You built a ReAct agent from scratch in pure Python. Here's what you covered:

  • The Thought-Action-Observation loop is the core of ReAct. The LLM reasons, calls a tool, and incorporates the result before reasoning again.
  • Tools are plain Python functions that accept and return strings. A registry makes them discoverable.
  • The system prompt enforces the output format. A parser extracts structured data from free text.
  • The agent is parameterized — swap tools and prompts to create specialized agents (research, calculation, etc.).
  • Error handling is built into the loop. Unknown tools and failed calls become observations the agent can reason about.
  • Traces capture the full reasoning chain for debugging.
  • ReAct vs CoT vs function calling — each fits different needs.
  • Frequently Asked Questions

    Can ReAct agents use more than 10 tools?

    Yes, but there's a tradeoff. More tools means a longer system prompt consuming more of the context window. In my experience, agents start struggling to pick the right tool above 15-20 options. For large toolsets, use a two-stage approach: one agent picks the category, a second picks the specific tool.

    How do I add memory across conversations?

    The agent we built is stateless — each call starts fresh. To add memory, persist traces to a database and inject a summary of previous interactions into the system prompt.

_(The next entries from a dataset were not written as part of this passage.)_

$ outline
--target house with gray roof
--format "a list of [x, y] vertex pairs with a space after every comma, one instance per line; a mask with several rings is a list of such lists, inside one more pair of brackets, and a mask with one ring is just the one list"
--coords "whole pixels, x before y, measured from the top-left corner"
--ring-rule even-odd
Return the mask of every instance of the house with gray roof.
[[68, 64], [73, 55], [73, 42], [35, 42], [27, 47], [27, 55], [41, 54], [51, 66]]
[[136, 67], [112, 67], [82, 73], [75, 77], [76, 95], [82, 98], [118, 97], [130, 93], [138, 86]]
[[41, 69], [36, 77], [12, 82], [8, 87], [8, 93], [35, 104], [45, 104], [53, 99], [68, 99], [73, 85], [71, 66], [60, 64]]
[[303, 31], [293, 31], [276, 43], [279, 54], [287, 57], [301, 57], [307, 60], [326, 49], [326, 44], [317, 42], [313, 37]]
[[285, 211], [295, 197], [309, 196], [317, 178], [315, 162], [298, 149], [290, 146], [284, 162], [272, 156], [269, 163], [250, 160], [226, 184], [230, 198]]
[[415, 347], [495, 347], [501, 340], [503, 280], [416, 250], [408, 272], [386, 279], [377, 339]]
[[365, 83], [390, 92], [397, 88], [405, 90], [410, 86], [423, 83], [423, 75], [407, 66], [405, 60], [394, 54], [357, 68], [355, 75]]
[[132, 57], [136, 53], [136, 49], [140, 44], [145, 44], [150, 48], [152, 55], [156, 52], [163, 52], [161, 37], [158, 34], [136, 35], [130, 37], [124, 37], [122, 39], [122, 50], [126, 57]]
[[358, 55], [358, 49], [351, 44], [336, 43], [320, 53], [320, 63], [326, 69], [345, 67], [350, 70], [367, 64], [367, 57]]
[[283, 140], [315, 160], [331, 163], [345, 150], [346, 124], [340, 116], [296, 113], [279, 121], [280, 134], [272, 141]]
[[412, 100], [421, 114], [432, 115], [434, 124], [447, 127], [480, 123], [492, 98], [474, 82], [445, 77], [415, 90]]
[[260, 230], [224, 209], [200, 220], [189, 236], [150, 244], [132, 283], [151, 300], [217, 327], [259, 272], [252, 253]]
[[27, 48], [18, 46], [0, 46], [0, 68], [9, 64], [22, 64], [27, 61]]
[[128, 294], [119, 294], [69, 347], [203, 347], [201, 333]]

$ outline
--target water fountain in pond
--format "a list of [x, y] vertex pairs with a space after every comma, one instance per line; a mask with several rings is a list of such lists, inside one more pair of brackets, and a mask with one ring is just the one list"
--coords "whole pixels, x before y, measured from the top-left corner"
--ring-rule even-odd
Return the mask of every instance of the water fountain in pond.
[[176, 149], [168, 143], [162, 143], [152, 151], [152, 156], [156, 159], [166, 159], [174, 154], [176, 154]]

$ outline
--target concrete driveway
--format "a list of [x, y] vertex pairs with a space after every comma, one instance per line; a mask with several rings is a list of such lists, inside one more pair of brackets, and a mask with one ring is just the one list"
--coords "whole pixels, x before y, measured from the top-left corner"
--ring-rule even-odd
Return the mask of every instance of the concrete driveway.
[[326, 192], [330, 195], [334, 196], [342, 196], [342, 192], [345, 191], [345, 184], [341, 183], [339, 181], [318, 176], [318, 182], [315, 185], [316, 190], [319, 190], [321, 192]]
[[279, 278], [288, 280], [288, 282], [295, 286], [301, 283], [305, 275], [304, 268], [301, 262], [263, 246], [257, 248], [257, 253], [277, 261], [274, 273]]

    Is ReAct the same as LangChain's agents?

    LangChain's AgentExecutor implements a very similar loop with additional abstractions for tool management and memory. Understanding the raw loop — which you just built — makes debugging LangChain agents much easier.

    What models work best for ReAct?

    Any model that reliably follows formatting instructions. GPT-4o and GPT-4o-mini are excellent. Claude 3.5 Sonnet works well. Smaller open-source models (7B parameters or less) often struggle with strict output formats. For small models, simplify to Action: tool_name(input) on a single line.

    References

  • Yao, S., et al. (2022). ReAct: Synergizing Reasoning and Acting in Language Models. arXiv:2210.03629. https://arxiv.org/abs/2210.03629
  • Wei, J., et al. (2022). Chain-of-Thought Prompting Elicits Reasoning in Large Language Models. NeurIPS 2022.
  • OpenAI API Documentation — Chat Completions. https://platform.openai.com/docs/guides/text-generation
  • Mialon, G., et al. (2023). Augmented Language Models: A Survey. arXiv:2302.07842.
  • Schick, T., et al. (2023). Toolformer: Language Models Can Teach Themselves to Use Tools. arXiv:2302.04761.